The core element for the moratorium is support for agrobiodiversity and the right to conserve these valuable resources to face the challenges of food security, climate change and sovereignty. Peru’s food supply is in the hands of the 2.2 million small-scale farmer families who provide approximately 75% of the country’s produce. Family agriculture represents 97% of Peru’s total agricultural units.
“It does not make sense to put at risk our entire biogenetic heritage, the millennial agriculture model, which is fundamentally familiar and very diverse, to move on to a completely different model, which starts from the business ownership of seeds, monoculture, intensive use of herbicides and the concentration of land by a few companies,” – Jaime Delgado, former congressman and author of the first law establishing the moratorium in 2011.
“It is now time to start working in a coordinated and participatory way to make this law an instrument for the sustainable management of resources and agrobiodiversity, so that we can all benefit—especially the small and medium producers who have historically been the ones who conserved these resources which are of great value and are the capital support that we have as a country.” – Luis Gomero Osorio, president of the Consorcio Agroecológico Peruano
Indigenous peoples in Peru have taken strong stands against genetic engineering for decades. Peru is the global centre of diversity for potatoes with over 4000 native varieties, and Peruvian farmers have long opposed the development of genetically engineered potatoes. “People such as these, who say that they are scientists creating better seeds, are interested only in selfish aims. They help corporations increase their already hefty profits and destroy our biodiversity and the economy of indigenous farmers who depend on the diversity of native crops,” – Ricardo Pacco, leader of the Potato Park communities.
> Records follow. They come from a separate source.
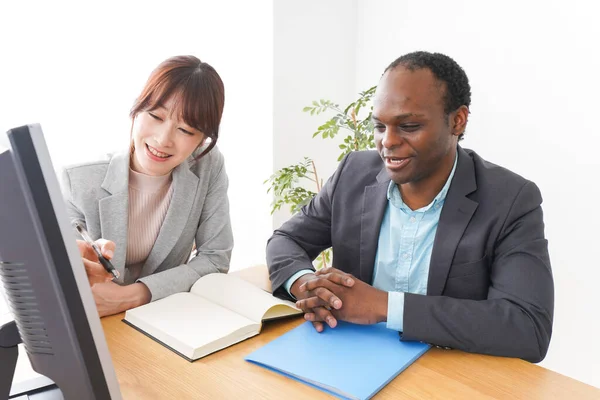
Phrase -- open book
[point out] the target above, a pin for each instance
(218, 311)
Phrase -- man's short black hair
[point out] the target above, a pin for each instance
(445, 69)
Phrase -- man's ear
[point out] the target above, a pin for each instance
(459, 120)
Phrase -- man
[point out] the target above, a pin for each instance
(444, 246)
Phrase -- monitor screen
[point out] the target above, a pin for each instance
(43, 276)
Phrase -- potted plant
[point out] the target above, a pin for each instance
(287, 183)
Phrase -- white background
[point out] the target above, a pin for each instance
(533, 68)
(78, 69)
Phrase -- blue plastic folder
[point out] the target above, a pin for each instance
(349, 362)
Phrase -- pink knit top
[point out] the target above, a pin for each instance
(149, 199)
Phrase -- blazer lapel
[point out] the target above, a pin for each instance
(374, 204)
(114, 209)
(185, 186)
(456, 215)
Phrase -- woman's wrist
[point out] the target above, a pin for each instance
(138, 295)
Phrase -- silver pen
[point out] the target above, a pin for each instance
(105, 263)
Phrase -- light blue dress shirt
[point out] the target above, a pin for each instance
(403, 251)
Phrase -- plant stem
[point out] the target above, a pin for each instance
(316, 176)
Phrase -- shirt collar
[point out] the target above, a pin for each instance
(394, 196)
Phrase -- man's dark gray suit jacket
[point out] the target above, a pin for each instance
(490, 287)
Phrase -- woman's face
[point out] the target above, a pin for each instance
(162, 141)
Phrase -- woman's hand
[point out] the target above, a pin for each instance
(94, 270)
(112, 298)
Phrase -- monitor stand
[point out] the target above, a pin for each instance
(9, 340)
(40, 388)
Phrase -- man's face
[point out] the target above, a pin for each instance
(413, 135)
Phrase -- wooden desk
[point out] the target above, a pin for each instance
(147, 370)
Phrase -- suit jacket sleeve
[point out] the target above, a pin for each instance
(74, 214)
(516, 318)
(301, 239)
(214, 242)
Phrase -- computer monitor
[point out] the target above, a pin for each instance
(43, 275)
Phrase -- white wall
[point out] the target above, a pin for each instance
(533, 68)
(77, 70)
(314, 58)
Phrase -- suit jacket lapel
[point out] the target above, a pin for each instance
(374, 205)
(185, 186)
(114, 209)
(456, 215)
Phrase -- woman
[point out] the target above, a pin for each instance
(150, 206)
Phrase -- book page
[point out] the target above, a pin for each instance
(187, 322)
(242, 297)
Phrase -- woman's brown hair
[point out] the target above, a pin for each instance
(197, 91)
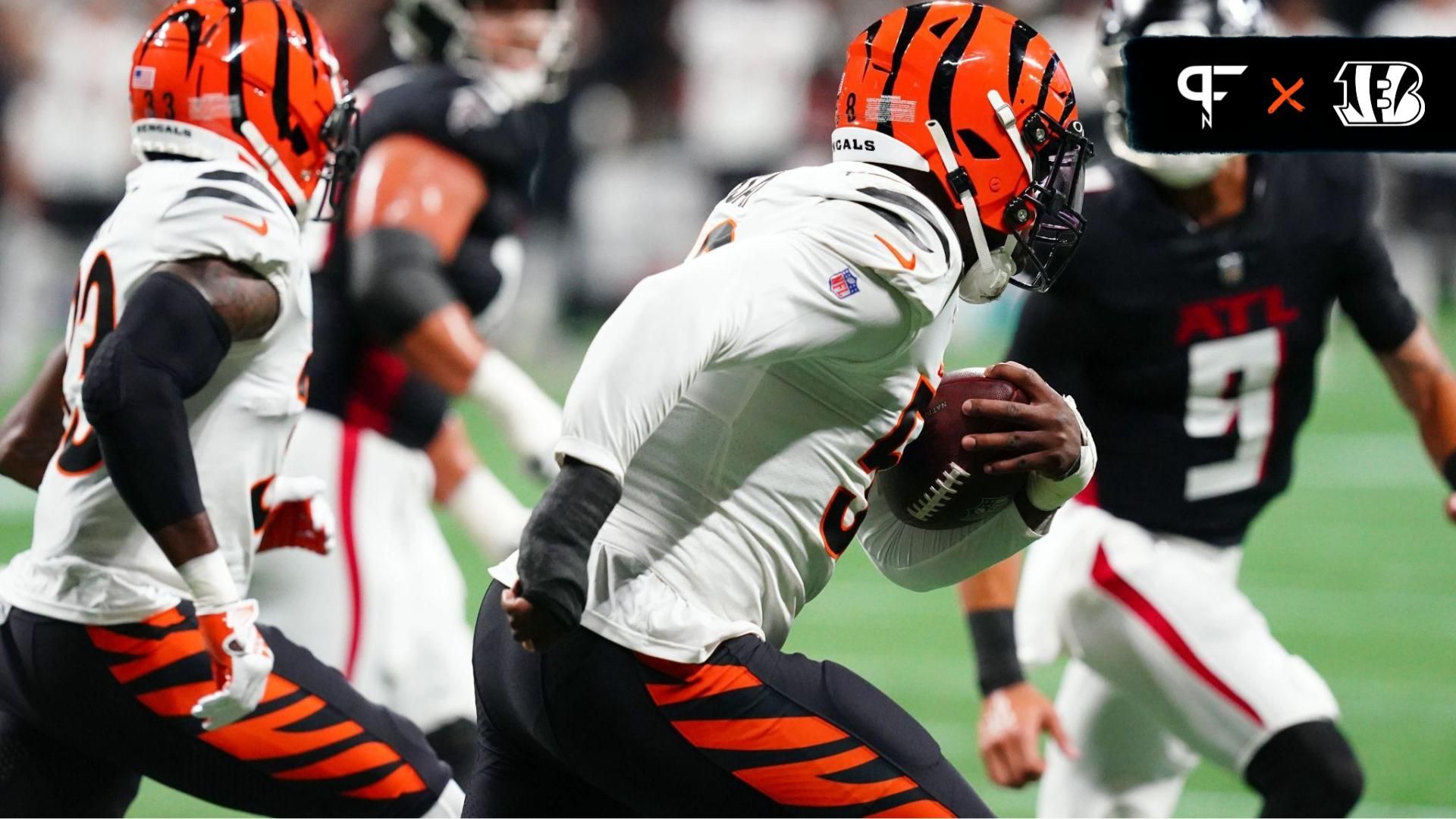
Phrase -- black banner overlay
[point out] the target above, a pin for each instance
(1280, 93)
Indigenous communities in Peru also strongly opposed the use of genetically engineered sterile seed “Terminator Technology” and their actions helped secure a moratorium on Terminator at the UN Convention on Biological Diversity.
Tanzania Halts GM Research Trials
In mid-January, Tanzania’s newly appointed agriculture minister announced the cancellation of research trials involving genetically modified organisms and a decision to put in place extra biosafety scrutiny on imported GM seed.
The decisions were taken in order to conserve the country’s genetic resources and local seed. The minister was reported to say that the moves were taken out of concern for “market dominance by a few companies with local farmers forced to buy from them every year hence creating seed dependence,” and, “We shall conduct other types of agricultural research activities to improve seeds and increase yield and productivity through conventional methods but not GMO research.”
A similar statement made in 2018 about the cancellation of GM field trials was later contradicted. The African Centre for Biodiversity says, “These back-and-forth statements on cancellation of GM trials seem to signify a deep divide within government and a lack of consensus among officials regarding GM crops.”